Хантыйский князец Тайшин жаловался в Берёзов в 1854 г. на засилье торговцев [12]. По мнению Н.А. Миненко, уже к концу XVIII в. торговое посредничество стало главным занятием для большинства бывших казаков и русских крестьян Тобольской губернии [13]. С этим согласен и американский исследователь Ю. Слёзкин, указавший, что в большей или меньшей степени почти все старожилы Севера были торговцами [14].

Исследователи, оставившие описания торговли инородцев Северного Приобья, обращали внимание на скрытность сделок на ярмарках и торжках. Так, М.А. Кастрен писал про Обдорскую ярмарку: 

«Толпы сынов и дщерей тундр… казались праздными посетителями рынка, потому что не приносили на него никакого товару. Но мне говорили, что под оттопырившимися шубами скрывались чёрные и бурые лисицы и кое-что ещё. Товар этот показывался, однако ж, не каждому, продавец подбирался тайком к какому-нибудь приятелю, и тот после надлежащего угощения показывал ему свои богатства» [15]. 

Н.А Абрамов заметил, что остяки и самоеды «от нарт своих подошедши к торговым амбарам, входят в них только тогда, когда в них никого постороннего нет; являясь к знакомым купцам, заслоняют спиною дверь и, вынув из-под своей одежды мягкую рухлядь, торгуются с купцом так скрытно, что никто не знает кто из них, что и за какую цену продал» [16]. 

Тайно совершались сделки и на торге в Березове:

«Инородец, пришедши к своему приятелю (так они называют тамошних купцов и торговцев, с которыми ведут торговлю и у которых «одалживаются»), вытаскивает из-под одежды звериные шкуры и, если сойдётся в цене, отдаёт рухлядь и взамен получает хлеб, табак и другие нужные товары; если же торг не состоится, то идёт к другому приятелю» [17].

Приведённые указания на скрытость совершения торговых сделок говорят о том, что пережитки «немой» торговли сохранялись в Северном Приобье до середины XIX в.

В научной литературе можно встретить указания и на другую сторону торговых операций между аборигенами и купцами или посредниками. Историк-сибиревед С.В. Бахрушин обратил внимание на то, что у каждого торговца были «знакомцы». «Купец являлся в качестве гостя, который ожидал и требовал угощения и внимания и для которого ничего не жалели» [18]. По мнению Ю. Слезкина, «дружба» была обычным способом формализации отношений обмена на доколониальном Севере, и при отсутствии наличных денег русские быстро втянулись в эту систему [19].

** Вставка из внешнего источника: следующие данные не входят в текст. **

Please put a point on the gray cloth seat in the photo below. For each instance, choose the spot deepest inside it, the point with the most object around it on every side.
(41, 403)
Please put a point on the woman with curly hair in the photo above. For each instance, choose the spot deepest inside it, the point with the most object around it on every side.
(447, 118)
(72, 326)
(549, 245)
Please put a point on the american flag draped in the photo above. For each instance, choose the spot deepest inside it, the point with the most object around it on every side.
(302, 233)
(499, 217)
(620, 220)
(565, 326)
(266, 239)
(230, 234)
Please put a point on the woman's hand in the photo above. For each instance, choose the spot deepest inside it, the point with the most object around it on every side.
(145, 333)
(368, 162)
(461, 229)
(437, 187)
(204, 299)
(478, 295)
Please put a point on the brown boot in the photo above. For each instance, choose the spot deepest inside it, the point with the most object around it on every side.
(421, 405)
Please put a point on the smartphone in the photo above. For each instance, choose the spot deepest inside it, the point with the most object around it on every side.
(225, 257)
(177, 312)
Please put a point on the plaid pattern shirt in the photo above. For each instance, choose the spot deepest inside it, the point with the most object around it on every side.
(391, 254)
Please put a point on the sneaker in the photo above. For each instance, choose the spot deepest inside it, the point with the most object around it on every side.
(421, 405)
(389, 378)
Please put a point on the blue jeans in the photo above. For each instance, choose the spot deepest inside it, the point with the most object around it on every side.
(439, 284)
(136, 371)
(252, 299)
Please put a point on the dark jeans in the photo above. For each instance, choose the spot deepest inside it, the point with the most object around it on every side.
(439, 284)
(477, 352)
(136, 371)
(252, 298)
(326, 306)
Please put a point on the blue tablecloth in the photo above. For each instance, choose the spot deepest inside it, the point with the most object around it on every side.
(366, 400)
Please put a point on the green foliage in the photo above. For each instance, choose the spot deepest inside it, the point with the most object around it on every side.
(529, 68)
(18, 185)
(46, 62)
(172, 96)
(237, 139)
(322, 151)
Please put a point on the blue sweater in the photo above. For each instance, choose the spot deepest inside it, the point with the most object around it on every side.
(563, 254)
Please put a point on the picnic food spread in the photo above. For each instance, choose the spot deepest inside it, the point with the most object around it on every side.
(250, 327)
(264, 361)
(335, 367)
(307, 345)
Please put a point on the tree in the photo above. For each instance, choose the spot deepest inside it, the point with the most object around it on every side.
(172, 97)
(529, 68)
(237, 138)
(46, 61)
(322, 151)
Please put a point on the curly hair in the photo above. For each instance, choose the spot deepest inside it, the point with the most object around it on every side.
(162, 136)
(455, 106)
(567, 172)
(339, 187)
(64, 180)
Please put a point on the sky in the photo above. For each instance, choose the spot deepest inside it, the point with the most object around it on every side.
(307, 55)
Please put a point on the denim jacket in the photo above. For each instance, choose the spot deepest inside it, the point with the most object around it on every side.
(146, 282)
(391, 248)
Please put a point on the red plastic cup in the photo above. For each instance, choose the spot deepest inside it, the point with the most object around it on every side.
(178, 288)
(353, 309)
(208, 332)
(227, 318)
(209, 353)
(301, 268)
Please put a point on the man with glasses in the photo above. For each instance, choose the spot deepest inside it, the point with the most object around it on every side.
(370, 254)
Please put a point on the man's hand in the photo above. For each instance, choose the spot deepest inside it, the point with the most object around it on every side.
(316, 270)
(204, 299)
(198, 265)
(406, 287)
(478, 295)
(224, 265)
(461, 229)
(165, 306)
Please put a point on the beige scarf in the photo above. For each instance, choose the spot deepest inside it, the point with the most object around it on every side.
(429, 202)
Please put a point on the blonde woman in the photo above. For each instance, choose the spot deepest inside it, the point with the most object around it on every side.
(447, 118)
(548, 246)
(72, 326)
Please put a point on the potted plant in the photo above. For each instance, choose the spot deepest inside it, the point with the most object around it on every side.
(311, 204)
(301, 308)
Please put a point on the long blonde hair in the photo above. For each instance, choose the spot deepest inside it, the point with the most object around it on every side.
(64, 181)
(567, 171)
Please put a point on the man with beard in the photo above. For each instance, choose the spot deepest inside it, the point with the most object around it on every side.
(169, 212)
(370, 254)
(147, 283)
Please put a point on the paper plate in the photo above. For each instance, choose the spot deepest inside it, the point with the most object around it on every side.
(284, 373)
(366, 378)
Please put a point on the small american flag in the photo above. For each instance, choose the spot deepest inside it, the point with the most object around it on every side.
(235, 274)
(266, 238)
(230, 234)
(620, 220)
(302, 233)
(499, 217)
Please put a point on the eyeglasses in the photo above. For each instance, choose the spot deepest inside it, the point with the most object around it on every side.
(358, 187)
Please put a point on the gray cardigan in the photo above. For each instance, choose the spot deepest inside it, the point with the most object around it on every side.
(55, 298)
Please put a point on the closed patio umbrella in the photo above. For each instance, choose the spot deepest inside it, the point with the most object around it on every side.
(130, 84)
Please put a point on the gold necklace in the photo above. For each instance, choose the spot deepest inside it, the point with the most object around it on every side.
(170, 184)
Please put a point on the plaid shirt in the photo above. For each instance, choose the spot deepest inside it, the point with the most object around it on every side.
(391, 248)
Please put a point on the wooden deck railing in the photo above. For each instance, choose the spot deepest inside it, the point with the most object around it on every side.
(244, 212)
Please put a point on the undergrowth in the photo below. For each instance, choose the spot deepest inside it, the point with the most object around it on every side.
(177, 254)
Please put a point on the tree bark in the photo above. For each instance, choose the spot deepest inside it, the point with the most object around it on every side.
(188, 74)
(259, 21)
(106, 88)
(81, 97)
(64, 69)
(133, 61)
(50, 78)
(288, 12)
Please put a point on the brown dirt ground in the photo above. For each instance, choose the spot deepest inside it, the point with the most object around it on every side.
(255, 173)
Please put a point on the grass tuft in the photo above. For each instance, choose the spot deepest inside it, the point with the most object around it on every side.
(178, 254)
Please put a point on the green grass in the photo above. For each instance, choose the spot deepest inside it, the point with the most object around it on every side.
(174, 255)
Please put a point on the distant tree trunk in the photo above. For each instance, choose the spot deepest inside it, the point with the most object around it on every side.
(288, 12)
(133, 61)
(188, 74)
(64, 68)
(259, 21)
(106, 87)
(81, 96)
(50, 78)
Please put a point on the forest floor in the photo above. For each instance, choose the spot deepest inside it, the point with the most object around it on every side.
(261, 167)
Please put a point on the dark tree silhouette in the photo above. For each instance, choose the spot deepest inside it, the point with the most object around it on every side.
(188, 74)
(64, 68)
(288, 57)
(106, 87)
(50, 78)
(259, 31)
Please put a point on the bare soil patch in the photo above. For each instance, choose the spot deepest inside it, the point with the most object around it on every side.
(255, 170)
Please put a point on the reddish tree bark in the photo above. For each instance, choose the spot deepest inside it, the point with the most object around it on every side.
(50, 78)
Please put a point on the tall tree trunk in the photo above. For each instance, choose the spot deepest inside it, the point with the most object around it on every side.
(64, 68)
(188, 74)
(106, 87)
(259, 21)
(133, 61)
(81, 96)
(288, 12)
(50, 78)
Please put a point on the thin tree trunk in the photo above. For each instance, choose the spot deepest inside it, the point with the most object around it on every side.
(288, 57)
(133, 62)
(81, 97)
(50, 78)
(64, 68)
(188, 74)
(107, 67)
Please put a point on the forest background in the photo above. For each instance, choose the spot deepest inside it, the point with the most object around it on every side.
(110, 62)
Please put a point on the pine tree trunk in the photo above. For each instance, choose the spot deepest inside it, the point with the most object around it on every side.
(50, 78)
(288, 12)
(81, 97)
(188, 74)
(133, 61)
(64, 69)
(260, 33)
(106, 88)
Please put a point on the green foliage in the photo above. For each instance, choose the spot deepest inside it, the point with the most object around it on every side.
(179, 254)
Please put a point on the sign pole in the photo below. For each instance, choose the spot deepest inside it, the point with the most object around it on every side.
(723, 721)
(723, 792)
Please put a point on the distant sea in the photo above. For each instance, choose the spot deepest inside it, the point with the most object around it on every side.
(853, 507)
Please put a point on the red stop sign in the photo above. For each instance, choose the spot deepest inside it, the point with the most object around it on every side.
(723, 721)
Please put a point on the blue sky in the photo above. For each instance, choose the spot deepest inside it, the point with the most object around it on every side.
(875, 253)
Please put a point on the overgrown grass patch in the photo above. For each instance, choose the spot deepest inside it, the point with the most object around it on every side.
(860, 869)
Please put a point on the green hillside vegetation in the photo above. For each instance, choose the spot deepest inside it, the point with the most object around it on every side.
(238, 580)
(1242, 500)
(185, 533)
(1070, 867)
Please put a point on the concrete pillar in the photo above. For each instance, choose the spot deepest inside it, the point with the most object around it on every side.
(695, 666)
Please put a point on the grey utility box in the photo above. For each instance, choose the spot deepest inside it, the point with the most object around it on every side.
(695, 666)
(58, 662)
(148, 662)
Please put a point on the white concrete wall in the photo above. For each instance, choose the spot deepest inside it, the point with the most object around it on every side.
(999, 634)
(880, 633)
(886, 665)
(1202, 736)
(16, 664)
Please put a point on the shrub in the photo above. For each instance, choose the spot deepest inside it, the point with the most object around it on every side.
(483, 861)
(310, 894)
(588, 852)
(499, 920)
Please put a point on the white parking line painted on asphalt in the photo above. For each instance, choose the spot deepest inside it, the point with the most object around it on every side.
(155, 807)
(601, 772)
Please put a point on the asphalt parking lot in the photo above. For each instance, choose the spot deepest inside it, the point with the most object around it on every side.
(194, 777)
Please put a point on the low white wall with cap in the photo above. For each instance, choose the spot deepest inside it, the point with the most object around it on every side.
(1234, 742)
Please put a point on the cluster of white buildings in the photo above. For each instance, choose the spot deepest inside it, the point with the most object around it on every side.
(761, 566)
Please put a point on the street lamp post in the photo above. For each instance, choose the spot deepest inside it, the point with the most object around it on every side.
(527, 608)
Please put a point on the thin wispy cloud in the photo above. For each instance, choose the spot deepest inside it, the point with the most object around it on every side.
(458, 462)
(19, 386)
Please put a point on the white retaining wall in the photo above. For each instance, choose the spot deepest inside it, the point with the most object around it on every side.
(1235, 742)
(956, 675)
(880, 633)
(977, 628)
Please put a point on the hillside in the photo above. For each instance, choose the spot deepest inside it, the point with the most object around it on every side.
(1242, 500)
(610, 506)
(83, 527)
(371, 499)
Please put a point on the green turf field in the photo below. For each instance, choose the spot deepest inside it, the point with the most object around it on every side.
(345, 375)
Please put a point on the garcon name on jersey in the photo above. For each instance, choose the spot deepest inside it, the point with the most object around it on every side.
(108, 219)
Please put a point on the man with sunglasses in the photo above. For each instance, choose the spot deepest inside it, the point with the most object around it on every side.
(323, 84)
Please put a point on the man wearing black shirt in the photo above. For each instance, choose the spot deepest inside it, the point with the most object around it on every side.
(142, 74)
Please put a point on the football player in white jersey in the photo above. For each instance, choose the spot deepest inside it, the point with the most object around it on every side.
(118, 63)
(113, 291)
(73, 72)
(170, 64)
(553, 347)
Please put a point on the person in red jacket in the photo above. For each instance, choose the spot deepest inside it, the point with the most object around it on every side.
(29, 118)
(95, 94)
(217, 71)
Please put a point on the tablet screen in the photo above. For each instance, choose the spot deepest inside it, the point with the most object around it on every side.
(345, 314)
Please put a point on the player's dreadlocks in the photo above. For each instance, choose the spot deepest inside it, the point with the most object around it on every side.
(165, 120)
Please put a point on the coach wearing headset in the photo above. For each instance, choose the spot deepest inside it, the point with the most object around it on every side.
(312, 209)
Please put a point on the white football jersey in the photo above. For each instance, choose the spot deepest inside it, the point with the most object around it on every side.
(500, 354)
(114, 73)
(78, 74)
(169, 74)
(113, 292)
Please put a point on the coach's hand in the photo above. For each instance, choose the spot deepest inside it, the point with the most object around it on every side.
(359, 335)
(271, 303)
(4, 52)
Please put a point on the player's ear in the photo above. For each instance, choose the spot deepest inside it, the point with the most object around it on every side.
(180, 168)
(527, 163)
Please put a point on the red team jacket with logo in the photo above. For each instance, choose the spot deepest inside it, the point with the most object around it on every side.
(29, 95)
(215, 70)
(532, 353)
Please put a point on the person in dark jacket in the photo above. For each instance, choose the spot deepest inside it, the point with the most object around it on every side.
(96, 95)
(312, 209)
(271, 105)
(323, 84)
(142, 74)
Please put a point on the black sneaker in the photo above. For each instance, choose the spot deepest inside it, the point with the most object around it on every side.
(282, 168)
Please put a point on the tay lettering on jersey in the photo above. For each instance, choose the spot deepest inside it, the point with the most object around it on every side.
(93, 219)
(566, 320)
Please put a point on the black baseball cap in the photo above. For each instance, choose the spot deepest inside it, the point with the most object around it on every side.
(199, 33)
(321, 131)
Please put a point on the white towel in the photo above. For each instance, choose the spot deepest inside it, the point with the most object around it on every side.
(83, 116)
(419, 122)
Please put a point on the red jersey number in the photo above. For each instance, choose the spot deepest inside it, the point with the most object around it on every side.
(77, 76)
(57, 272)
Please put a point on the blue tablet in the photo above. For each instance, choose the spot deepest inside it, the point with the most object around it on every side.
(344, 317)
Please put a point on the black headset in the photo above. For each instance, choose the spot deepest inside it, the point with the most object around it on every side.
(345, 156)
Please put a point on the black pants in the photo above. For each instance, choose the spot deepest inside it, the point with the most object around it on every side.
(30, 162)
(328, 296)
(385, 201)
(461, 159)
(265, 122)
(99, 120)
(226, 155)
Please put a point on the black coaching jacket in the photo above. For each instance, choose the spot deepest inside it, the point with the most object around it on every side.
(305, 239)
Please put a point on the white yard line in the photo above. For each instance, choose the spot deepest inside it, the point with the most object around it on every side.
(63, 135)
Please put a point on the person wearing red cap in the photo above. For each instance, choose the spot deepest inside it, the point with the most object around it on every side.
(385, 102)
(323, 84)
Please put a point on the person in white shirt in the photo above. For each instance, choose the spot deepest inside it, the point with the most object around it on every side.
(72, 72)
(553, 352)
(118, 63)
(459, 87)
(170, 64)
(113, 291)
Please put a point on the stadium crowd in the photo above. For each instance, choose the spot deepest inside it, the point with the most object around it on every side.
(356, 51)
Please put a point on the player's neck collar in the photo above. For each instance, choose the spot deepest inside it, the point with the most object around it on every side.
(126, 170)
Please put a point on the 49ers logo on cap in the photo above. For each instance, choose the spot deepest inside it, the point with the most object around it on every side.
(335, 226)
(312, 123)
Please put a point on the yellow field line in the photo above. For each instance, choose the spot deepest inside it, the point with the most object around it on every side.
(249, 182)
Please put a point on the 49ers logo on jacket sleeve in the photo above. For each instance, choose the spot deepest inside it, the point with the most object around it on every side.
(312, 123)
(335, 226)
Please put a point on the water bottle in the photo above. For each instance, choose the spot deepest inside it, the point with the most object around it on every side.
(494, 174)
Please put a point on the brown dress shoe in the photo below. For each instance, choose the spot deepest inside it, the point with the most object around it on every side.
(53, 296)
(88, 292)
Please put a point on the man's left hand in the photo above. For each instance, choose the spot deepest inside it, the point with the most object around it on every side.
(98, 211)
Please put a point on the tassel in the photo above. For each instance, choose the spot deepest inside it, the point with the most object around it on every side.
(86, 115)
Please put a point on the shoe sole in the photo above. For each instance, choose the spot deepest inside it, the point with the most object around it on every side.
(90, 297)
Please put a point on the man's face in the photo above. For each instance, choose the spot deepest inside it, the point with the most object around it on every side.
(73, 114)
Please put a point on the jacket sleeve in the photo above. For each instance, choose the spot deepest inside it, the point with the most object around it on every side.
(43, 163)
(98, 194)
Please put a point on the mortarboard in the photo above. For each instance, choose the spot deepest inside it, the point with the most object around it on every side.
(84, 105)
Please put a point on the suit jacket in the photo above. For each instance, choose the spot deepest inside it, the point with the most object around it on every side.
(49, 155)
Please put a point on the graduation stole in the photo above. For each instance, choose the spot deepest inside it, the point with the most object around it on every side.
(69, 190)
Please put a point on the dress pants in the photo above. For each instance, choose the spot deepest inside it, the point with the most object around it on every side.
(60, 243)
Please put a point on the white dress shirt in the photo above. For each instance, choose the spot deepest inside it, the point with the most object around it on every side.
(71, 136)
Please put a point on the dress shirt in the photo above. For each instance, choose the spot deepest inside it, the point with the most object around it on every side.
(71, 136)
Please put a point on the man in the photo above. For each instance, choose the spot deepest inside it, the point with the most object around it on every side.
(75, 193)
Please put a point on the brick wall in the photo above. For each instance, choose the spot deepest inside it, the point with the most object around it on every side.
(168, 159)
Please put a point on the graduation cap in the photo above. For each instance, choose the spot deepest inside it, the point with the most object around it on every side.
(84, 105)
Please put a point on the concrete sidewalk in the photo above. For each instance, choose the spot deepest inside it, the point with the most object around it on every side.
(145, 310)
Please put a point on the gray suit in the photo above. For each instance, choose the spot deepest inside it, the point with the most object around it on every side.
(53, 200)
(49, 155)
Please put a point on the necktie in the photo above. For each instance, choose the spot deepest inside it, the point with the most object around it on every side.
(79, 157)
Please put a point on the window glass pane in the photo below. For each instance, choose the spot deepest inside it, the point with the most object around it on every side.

В.В. Бартенев, совершивший поездку в низовья Оби в 1896 г., заметил, что «инородец обыкновенно ведёт дело с одним обдорянином, у которого он, обыкновенно, забирает товар (хлеб, чай, табак, сукно, топоры, котлы, ножи и проч.), а сам взамен приносит ему рыбу и шкуры. Берёт инородец, когда ему нужно, а сам приносит иногда через полгода, когда наловит рыбу или добудет зверя» [20].

Подробное описание ярмарочной торговли в 1880-х гг., оставил представитель земского отдела остяков Меньше-Кондинской волости: 
«Ко времени ярмарок инородцы останавливаются, не доезжая нескольких (иногда десятков) вёрст до места, на кочёвках, с которых поодиночке и группами являются к своим знакомым торговцам («дружкам»), которые их угощают любимыми кушаниями и водкой. За этими угощениями ведутся посторонние разговоры о различных предметах, ничего общего со специальными интересами обеих сторон не имеющих; хотя обыкновенно торговец жалуется, что европейские товары стали стоить дорого, а пушнина и рыбы дёшевы, а «гость» – что зверь и рыба плохо добываются и т.д. Так повторяется в течение нескольких дней. Все эти действия происходят в домах, и ничто на улицах не даёт понятия о ярмарке. Наконец, наступает решительный день, – обыкновенно к вечеру, инородцы въезжают на двор к «дружку» уже с товаром, ворота закрываются наглухо, происходит последнее угощение и затем мена товаров» [21].

Приведённое описание показывает, что при торговой сделке соблюдались определённые ритуалы. Прежде всего, нужно отметить соблюдение церемонии гостеприимства, которая предполагает обязательную трапезу купца/посредника и покупателя. Совместное принятие пищи, по мнению этнографов, является одним из способов социального общения, своеобразным объединяющим ритуалом, в ходе которого участники устанавливают и укрепляют связь между собой. Во время трапезы, согласно традиции аборигенов, происходил обмен новостями, велись разговоры, не касающиеся предстоящей торговли. Можно сказать о том, что торговцы следовали традициям коренного населения.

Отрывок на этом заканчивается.